Find a $3\times 3$ matrix $B$ which contains $A$ as a sub-matrix and has eigen values $0$, $1$ only
where $$A= \begin{bmatrix} -2& -12 \\1&5 \end{bmatrix}$$
I cant find a way how to construct $B$
I took the eigen values to be $0$, $0$, $1$ and then took $$B = \begin{bmatrix} -2& -12& a\\1&5 &b\\c&d&e\end{bmatrix}$$ $\implies 3+e=1\implies e=-2$
But how to take $a$, $b$, $c$, $d$?
Please help.
On
The easiest solution is based on the fact that the determinant of an upper-diagonal matrix is the product of the diagonal elements. Since your matrix $A$ lower left element is 1, yoi have the quick solutions
$$\begin{bmatrix} 0 && -2 && -12 \\ 0 && 1 && 5 \\ 0 && 0 && 0 \end{bmatrix}, \begin{bmatrix} 1 && -2 && -12 \\ 0 && 1 && 5 \\ 0 && 0 && 0 \end{bmatrix},\begin{bmatrix} 0 && -2 && -12 \\ 0 && 1 && 5 \\ 0 && 0 && 1 \end{bmatrix}$$
Other solutions are a bit more work and make use of the simple principle: match the characteristic polynomial to $-\lambda^2(\lambda-1)$ or $-\lambda(\lambda-1)^2$ by matching the powera of $\lambda$. The solution is not unique, but for the matrix of the form
$$\begin{bmatrix} -2 && -12 && a\\ 1 && 5 && b\\ c && d && e \end{bmatrix},$$
You see that the quadratic term in $\lambda$ matches if $e=-2$ and the linear term if $ac+bd=-4$. From there you have many solutions of which one is $c=d=1$ and $b=2$.
On
Let's start with your $$B = \begin{bmatrix} -2& -12& a\\1&5 &b\\c&d&e\end{bmatrix}$$
Let's take the eigenvalues $0,1,1$. Then $\operatorname{Tr}(B)=3+e=2 \Rightarrow e=-1$. And the characteristic polynomial must be $\lambda(\lambda -1)^2=\lambda^3-2\lambda^2+\lambda$.

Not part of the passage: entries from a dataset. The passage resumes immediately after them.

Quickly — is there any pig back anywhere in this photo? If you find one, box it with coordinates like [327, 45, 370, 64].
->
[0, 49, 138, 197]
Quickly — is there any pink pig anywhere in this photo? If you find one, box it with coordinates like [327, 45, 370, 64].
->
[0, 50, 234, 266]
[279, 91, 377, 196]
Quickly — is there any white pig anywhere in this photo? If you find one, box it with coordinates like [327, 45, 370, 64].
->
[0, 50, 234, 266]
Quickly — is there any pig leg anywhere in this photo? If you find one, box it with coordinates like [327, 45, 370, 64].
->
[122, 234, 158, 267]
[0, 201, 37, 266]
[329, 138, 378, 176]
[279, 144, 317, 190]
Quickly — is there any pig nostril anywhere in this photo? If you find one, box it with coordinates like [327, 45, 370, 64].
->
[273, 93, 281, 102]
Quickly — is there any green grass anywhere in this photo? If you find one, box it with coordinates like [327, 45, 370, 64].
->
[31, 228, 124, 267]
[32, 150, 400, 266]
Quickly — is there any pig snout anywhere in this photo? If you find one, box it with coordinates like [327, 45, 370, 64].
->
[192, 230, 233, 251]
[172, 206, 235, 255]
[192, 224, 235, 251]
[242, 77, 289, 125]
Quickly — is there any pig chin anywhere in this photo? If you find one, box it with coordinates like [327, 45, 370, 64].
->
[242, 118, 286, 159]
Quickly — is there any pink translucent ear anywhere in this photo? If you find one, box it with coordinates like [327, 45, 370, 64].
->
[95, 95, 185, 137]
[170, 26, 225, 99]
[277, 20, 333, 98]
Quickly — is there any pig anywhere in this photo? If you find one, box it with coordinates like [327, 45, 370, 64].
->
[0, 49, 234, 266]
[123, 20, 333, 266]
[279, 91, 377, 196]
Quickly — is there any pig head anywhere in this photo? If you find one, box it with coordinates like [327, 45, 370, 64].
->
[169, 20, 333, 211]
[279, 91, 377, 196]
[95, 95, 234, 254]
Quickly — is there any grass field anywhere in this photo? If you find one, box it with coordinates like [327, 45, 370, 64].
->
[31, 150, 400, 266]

$$B = \begin{bmatrix} -2& -12& a\\1&5 &b\\c&d&-1\end{bmatrix}$$ It's characteristical polynomial is: $$\lambda^3-2\lambda^2-(ac+bd+1)\lambda - (-5ac+ad-12bc+2bd-2)$$ So: $$\begin{cases}ac+bd+1=-1 \\ -5ac+ad-12bc+2bd-2=0\end{cases} \Rightarrow \begin{cases}ac+bd=-2 \\ -5ac+ad-12bc+2bd=2\end{cases}$$ Let's try $c=0$ to get rid of the largest coefficients. $$\begin{cases}bd=-2 \\ ad+2bd=2\end{cases}\Rightarrow \begin{cases}bd=-2 \\ ad=6\end{cases}$$ Now pick for instance $a=3,b=-1, d=2$ to find: $$B = \begin{bmatrix} -2& -12& 3\\1&5 &-1\\0&2&-1\end{bmatrix}$$
If $A$ is a square matrix of size $n\times n$, then the block matrix $$B=\pmatrix{O&A\\O&O}$$ of size $2n\times 2n$ has only zero as an eigenvalue. If you really want both of zero and one as eigenvalues, take a diagonal sum with an identity matrix.
ADDED IN EDIT.
For a $3\times 3$ example, consider matrices of the form $$\pmatrix{*&-2&-12\\0&1&5\\0&0&*}$$